Как ни старался, не удержался от колкости, о которой тут же и пожалел:
‑ На этот раз это не ботинок. Поговори сегодня же ночью с начальником полиции. Вместе найдете решение. Однако запомни: если завтра до полудня вы ничего не предпримете, я буду действовать по‑своему усмотрению.
Поднялся, открыл дверь, вышел.
«Буду действовать по своему усмотрению» ‑ красивые слова, угрожающие и многозначительные. Но что они значат конкретно? Если начальник оперотдела сможет перетянуть на свою сторону начальника полиции, а тот в свою очередь ‑ судью Томмазео, он, Монтальбано, останется с носом. Но неужели все в Монтелузе вдруг стали нечестными? Одно дело ‑ антипатия, которую может внушать человек, а другое ‑ его суть, его целостность.

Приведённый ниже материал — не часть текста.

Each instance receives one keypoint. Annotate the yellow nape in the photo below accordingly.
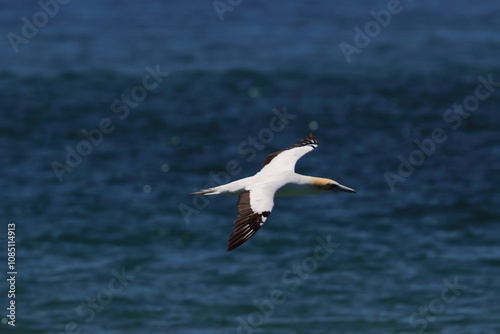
(322, 182)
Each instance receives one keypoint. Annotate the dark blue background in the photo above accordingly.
(106, 247)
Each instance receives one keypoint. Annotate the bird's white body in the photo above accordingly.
(277, 178)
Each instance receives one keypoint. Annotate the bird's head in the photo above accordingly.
(328, 185)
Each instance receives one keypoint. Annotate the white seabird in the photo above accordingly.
(277, 178)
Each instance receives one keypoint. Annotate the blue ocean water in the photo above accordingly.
(113, 112)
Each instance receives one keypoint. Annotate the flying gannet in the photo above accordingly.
(277, 178)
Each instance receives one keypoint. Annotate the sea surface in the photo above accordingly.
(111, 112)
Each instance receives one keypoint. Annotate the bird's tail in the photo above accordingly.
(204, 192)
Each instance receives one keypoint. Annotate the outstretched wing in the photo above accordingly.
(254, 206)
(286, 159)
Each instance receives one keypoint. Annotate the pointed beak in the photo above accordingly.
(345, 189)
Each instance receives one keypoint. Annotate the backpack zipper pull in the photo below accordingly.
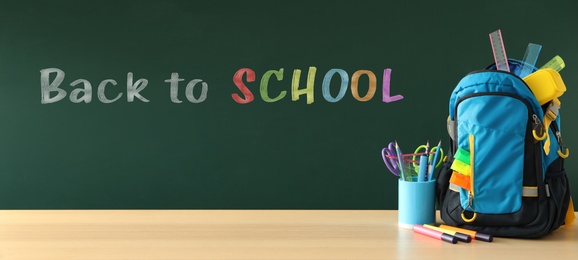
(538, 129)
(561, 146)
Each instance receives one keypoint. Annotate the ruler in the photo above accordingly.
(530, 58)
(556, 63)
(499, 51)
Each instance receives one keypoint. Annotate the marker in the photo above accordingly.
(435, 234)
(530, 58)
(460, 236)
(400, 159)
(433, 164)
(474, 234)
(423, 166)
(499, 51)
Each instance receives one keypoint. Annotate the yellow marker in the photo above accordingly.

Он вернулся в Маринеллу полный сомнений. Правильно ли он вел себя с Панцакки? Не подумает ли начальник полиции, что им движет только желание взять реванш? Набрал номер Ливии. По‑прежнему никто не отвечал. Лег в постель, но заснул только через два часа.
Глава 14
В комиссариат он приехал нервный и раздраженный, так что сотрудники на всякий случай держались подальше. «Кровать ‑ большое подспорье, и не выспишься, так хоть отдохнешь», ‑ гласит народная мудрость. Но это неправильная пословица: мало того что спал он кое‑как, урывками, но и встал весь разбитый, как после марафонской пробежки.
Только Фацио, который был с ним в более дружеских, чем остальные, отношениях, посмел задать вопрос:
‑ Есть новости?
‑ Я смогу ответить тебе после полудня.
Заявился Галлуццо.
‑ Комиссар, вчера вечером где я вас только не искал: и по морям и по весям.
‑ А в небесах не посмотрел?
Галлуццо понял, что начинать с прибауток сегодня не стоит.
‑ Комиссар, после восьмичасового выпуска новостей позвонил тут один. Говорит, в среду около восьми, самое большее в четверть девятого, синьора Ликальци залила полный бак на его бензоколонке. Оставил имя и адрес.
‑ Хорошо, после заскочим.
Его мучило беспокойство, он не мог сосредоточиться на каком‑нибудь документе, постоянно смотрел на часы. А что, если и после полудня из управления полиции вестей не будет?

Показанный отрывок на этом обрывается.